Князь Иван игру принял:
- Не испугаешься? Коли так, приходи.
- Ну, жди. И убежала. А у великого князя Ивана Молодого сладко забилось в груди. Олесю вспомнил, но лицо ее лик Глаши затмил.
На лево- и правобережье Москвы-реки надвинулась иссиня-черная туча. Рванул ветер, завихрил, поднял не скованную льдом воду, сорвал местами плохо уложенную солому на крышах изб и утих разом, будто и не дул. Потом налетели снежные хлопья, и вскоре снег валил белой стеной, в двух шагах человека не видно.
А в соборе пахло ладаном, свет неяркий. Прихожан мало: день непраздничный. Но службу правит митрополит Филипп.
Перед святыми образами горели свечи. Какими художниками эти иконы писаны? Своими ли, пришлыми с горы Афонской? Строгими очами глядят они на прихожан, сурово судят жизнь человеческую. Для Всевышнего все люди равны, и нет для него великого человека и малого, имущего или черни. Каждого Бог судит по делам его и поступкам…
Крестится молодой князь Иван, отбивает поклоны. Грехи замаливает. А в чем они, ему ли знать? Убивал? Нет! Прелюбодействовал? Да! Но то естество человека, его влечение, его грех извечный. И так ли уж велик он, коли от него удовольствие обоюдное…
Нет, не чувствует он, князь Иван Молодой, вины своей. Молится и благодарит Всевышнего, что послал ему Олесю, что есть такая Глаша, какая сулит явиться.

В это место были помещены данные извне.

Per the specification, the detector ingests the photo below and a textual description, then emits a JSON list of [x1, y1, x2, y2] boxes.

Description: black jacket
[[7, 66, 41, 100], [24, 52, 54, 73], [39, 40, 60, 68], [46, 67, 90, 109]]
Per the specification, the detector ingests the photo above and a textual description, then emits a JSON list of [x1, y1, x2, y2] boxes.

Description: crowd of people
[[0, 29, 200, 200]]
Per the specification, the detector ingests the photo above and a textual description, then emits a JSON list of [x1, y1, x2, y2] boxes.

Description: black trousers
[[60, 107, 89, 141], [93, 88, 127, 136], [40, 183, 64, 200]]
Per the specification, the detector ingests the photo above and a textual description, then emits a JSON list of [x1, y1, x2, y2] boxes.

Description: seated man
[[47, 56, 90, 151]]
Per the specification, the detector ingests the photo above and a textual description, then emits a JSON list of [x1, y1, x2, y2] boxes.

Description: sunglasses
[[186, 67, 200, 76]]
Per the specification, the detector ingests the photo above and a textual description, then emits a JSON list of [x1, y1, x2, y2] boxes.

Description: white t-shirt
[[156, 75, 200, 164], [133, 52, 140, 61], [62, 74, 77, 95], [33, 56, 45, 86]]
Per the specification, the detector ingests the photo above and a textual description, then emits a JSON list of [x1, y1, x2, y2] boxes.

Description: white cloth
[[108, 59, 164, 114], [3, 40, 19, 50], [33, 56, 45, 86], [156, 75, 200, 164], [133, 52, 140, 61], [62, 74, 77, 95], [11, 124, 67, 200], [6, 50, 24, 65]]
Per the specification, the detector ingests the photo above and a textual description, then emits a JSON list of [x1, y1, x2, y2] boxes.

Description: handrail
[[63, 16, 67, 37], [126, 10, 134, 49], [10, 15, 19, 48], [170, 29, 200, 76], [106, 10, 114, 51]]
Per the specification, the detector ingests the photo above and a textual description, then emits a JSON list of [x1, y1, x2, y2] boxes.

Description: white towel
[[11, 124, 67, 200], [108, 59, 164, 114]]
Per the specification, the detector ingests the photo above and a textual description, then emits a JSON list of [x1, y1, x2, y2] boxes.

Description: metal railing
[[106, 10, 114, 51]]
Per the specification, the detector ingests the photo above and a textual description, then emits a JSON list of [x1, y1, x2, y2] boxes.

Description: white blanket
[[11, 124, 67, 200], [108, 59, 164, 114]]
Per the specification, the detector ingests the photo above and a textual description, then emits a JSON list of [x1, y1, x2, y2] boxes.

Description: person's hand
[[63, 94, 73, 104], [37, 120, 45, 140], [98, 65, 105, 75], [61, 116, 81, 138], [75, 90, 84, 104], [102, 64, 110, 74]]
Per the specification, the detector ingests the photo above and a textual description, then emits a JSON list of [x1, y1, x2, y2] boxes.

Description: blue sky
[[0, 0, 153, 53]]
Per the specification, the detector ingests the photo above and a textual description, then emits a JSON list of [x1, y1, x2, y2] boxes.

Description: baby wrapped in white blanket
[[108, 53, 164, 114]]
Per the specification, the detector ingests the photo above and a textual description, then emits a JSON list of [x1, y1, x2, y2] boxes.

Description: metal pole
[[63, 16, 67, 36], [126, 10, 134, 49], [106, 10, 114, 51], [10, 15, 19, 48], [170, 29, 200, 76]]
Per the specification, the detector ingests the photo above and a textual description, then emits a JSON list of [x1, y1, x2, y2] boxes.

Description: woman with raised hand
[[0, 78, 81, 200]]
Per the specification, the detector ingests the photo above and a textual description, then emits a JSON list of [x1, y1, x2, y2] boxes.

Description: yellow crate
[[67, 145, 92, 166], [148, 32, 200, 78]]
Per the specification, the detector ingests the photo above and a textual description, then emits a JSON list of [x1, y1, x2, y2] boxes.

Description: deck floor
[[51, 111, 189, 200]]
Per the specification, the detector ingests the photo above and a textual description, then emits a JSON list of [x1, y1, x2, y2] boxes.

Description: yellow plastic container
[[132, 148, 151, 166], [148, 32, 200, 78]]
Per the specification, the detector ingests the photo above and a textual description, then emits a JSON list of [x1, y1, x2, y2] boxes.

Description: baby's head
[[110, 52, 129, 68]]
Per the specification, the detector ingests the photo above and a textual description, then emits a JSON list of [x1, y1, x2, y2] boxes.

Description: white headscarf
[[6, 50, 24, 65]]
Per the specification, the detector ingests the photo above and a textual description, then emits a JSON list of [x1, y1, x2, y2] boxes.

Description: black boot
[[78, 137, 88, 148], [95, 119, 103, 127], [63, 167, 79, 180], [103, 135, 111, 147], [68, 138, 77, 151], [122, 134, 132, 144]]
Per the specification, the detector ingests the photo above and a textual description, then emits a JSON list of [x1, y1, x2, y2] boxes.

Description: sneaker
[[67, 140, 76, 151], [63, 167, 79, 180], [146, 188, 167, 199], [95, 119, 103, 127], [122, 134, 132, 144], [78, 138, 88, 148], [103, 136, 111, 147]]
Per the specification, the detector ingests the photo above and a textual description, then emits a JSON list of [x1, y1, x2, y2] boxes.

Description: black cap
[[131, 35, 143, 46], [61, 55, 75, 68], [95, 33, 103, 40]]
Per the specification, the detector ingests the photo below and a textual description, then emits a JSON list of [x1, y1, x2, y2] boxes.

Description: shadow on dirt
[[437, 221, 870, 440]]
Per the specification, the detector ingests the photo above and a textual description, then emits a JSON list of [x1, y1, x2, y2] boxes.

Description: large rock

Благодарит, что кровь горячит его и как он ждет их, этих посланниц Всевышнего. Прости их, Господи, и его, князя, прости…
Отслужив службу, митрополит Филипп неслышно подошел к князю Ивану, прервав его молитву:
- Сын мой, зрю я старания твои. В молитве грех земной отмаливаешь… Проводи меня, сыне…
Когда они вышли из собора, ненастье унялось и снег прекратился.
Они шли до митрополичьих палат, и говорил только владыка, молодой князь слушал внимательно. О жизни мирской вел речь Филипп, о суете сует, какая нередко губит человека. Но вот владыка о главном речь повел:
- Сын мой, гоже ли великому князю, государю в одиночестве пребывать? В его ли годах? Поразмысли, сыне. Не доведи Бог до поступков греховных. О том я государя просил, пора в палаты дворцовые великую княгиню ввести…
В тот вечер был меж ними разговор серьезный, хоть и короткий. Случился он после трапезы. Едва слуги убрали со стола и вытерли столешницу, как Иван Третий остановил намерившегося уйти сына:
- Погоди.
Помолчал, потом сказал, словно спрашивая:
- Небось митрополит Филипп о моей вдовствующей жизни заботился? Видел, как от собора вы вместе уходили.